Anschließend wurde der für Wirtschaft und Politik zuständige Reporter befragt, der häufigste Interviewpartner der »News Light«, weil er als Experte für alles galt. Auf die Frage, wie seiner Ansicht nach Carl Hamilton und dessen Frau ihre Situation im Moment erlebten, runzelte er die Stirn und äußerte die Vermutung, daß sie tiefe Trauer empfinden müßten, weil sie im Verlauf weniger Stunden je ein Kind verloren hätten.
Ponti schaltete irritiert den Fernseher aus.
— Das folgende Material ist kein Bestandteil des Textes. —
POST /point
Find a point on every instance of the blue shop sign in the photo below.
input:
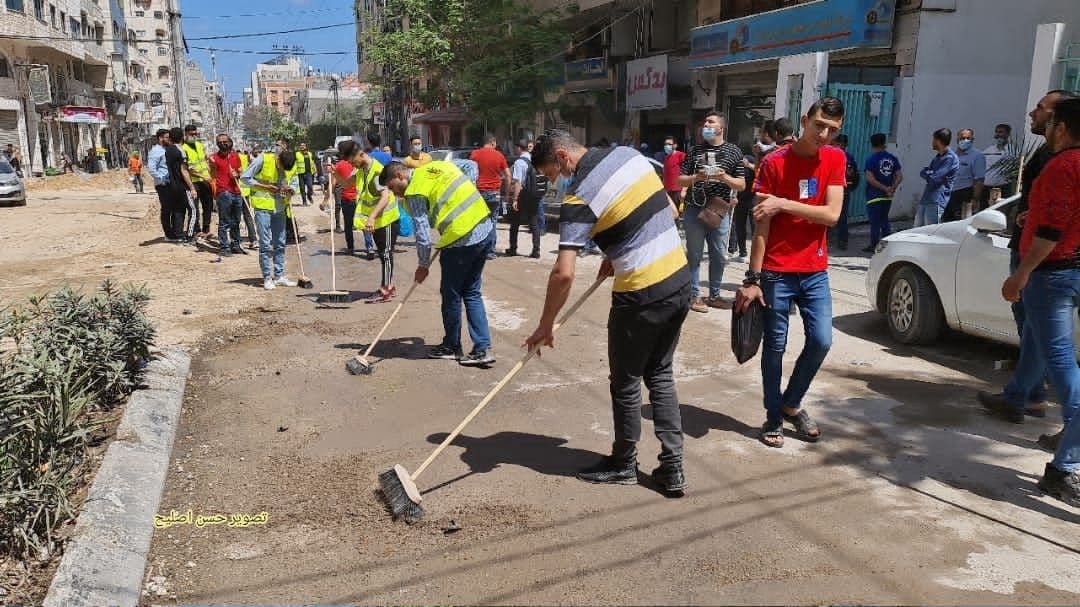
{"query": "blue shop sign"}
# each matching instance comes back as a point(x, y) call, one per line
point(825, 25)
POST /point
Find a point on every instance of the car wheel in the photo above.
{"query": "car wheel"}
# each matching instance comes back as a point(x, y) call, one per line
point(914, 311)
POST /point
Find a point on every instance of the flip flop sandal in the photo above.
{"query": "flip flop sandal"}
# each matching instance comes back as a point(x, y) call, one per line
point(772, 435)
point(805, 427)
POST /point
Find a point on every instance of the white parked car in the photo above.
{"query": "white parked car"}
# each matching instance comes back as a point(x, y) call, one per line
point(927, 278)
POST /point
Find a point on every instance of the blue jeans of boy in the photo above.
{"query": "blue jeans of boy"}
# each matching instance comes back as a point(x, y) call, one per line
point(878, 215)
point(271, 227)
point(697, 235)
point(811, 293)
point(1050, 307)
point(462, 268)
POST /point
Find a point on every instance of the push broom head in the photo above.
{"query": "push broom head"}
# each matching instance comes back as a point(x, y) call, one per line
point(334, 297)
point(401, 494)
point(360, 365)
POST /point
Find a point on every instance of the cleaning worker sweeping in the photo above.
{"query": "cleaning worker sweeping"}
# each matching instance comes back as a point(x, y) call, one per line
point(616, 198)
point(439, 196)
point(272, 178)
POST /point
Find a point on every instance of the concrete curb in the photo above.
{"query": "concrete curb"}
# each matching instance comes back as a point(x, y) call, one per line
point(106, 557)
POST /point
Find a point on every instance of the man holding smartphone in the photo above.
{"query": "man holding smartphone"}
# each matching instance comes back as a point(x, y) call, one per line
point(710, 172)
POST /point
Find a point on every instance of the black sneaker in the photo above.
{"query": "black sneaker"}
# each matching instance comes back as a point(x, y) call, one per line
point(1062, 485)
point(445, 353)
point(671, 479)
point(1001, 406)
point(609, 472)
point(477, 358)
point(1050, 442)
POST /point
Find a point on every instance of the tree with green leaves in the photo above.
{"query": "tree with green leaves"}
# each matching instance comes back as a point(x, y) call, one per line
point(490, 56)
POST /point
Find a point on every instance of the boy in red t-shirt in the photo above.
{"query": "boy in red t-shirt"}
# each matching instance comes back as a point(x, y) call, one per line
point(799, 196)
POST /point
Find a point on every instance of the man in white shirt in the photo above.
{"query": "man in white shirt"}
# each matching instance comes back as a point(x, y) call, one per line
point(995, 153)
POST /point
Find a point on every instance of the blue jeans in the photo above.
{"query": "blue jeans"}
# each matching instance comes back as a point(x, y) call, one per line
point(1039, 392)
point(927, 215)
point(697, 235)
point(230, 208)
point(1050, 305)
point(462, 269)
point(878, 214)
point(810, 291)
point(271, 227)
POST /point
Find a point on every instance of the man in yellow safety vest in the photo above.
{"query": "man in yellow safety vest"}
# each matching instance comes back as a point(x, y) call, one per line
point(198, 165)
point(272, 180)
point(439, 196)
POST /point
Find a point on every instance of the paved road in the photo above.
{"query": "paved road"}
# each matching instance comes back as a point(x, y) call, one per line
point(914, 496)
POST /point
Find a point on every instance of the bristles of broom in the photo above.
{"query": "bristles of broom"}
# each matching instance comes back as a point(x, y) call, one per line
point(396, 496)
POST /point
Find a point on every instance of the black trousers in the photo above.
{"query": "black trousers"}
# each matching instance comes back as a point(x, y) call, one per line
point(531, 219)
point(642, 341)
point(205, 194)
point(166, 212)
point(386, 239)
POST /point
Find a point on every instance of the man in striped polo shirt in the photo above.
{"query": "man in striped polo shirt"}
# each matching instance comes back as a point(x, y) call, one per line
point(615, 197)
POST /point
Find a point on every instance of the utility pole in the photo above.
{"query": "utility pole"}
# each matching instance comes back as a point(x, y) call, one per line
point(179, 65)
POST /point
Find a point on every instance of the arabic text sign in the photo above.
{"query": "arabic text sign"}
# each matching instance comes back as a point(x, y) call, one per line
point(647, 83)
point(826, 25)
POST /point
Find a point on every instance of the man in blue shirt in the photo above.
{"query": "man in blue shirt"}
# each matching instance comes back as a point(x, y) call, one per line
point(883, 177)
point(939, 176)
point(970, 176)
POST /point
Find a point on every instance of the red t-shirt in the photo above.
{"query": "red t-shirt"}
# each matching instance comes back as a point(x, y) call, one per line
point(343, 169)
point(224, 171)
point(796, 244)
point(672, 171)
point(1054, 211)
point(490, 164)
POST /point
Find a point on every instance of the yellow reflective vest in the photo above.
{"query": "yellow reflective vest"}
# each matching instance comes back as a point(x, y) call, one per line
point(261, 200)
point(244, 161)
point(454, 203)
point(197, 160)
point(367, 196)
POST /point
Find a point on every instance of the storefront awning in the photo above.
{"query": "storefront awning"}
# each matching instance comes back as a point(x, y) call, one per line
point(83, 115)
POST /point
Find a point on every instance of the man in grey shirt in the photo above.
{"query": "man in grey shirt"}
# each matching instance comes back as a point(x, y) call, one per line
point(970, 176)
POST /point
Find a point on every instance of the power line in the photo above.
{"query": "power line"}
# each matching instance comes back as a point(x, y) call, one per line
point(243, 52)
point(256, 35)
point(308, 12)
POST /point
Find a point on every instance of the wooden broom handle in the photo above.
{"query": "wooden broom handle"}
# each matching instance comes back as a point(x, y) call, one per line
point(502, 382)
point(397, 309)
Eins stand für ihn fest: Er würde sich weder für Geld noch gute Worte in eine Nachrichtensendung des Fernsehens schleifen lassen.
Inzwischen war es 19.45 Uhr. Erik Ponti hatte die ganze Nacht Zeit, Kurden-Alfs schnellen Wechsel ins Zivilleben als Berater in der Sicherheitsbranche zu planen und zu organisieren. Diesen Weg wählten die meisten, wenn sie aus irgendeinem Grund bei der Säpo ausschieden.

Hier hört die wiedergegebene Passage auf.